33For the text of the agreement, see the web site of the U.S. Department of State at
[http://www.state.gov/www/issues/economic/treaty_bit_jordan.html].
34See “U.S. Bilateral Investment Treaty Program,” United States Trade Representative,
[http://www.ustr.gov/agreements/index.html].
35Weekly Compilation of Presidential Documents, May 29, 2000, v. 36, n. 21, p. 1200.
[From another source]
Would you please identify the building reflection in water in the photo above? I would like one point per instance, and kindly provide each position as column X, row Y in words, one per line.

36Congressional Record, May 23, 2000, p. S4330.

Economic Reform in Jordan
Since ascending the throne in February 1999, King ‘Abdullah has made economic
reform a top governmental priority. As a result, Jordan has undertaken a number of
structural adjustment reforms within the past year. For instance, in the context of its
accession to WTO membership in April 2000, Jordan harmonized its General Sales
Tax (GST) rates on domestic and imported goods, amended its customs law, and
enacted new legislation protecting intellectual property rights (IPRs). In July 1999
and April 2000, Jordan also lowered tariff levels, further liberalizing its trade regime.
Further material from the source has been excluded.